You will be presented with a series of hypothetical events. For each event, you will submit a probability \(p \in [0, 1]\) that the event occurs before the end of the year.
Your score is the sum of your scores across all events. Your score on one event is defined according to an adjusted logarithmic scoring rule.
\[ \mathsf{score}(p) = \begin{cases} \ln p - \ln 0.5 & \text{if event occurs} \\ \ln (1 - p) - \ln 0.5 & \text{otherwise} \end{cases} \]
Define “scaling \(p\) by confidence \(c\)” as
\[ \mathsf{scale}_c(p) = \frac{p^c}{p^c + (1 - p)^c} \]
Let \(\mathsf{score}_c(p)\) be your score if you scale \(p\) by confidence \(c\). \(\mathsf{score}_c(p)\) is concave in \(c\), so there exists some \(c\) that maximizes it. Your confidence is the multiplicative inverse of this optimal \(c\).
A confidence greater than \(1\) means you are overconfident, a confidence of \(1\) means you are perfectly confident, and a confidence less than \(1\) means you are underconfident.
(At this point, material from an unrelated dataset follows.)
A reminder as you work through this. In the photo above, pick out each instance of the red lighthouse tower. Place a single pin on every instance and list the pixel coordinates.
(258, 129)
A confidence less than \(0\) also indicates that you would have been better off submitting probabilities in the opposite direction.
For example, if your score would have been maximized by scaling your probabilities by \(2\), then your confidence is \(0.5\) and you were underconfident.
The methodology is described in my blog post Scaling Probability by Confidence.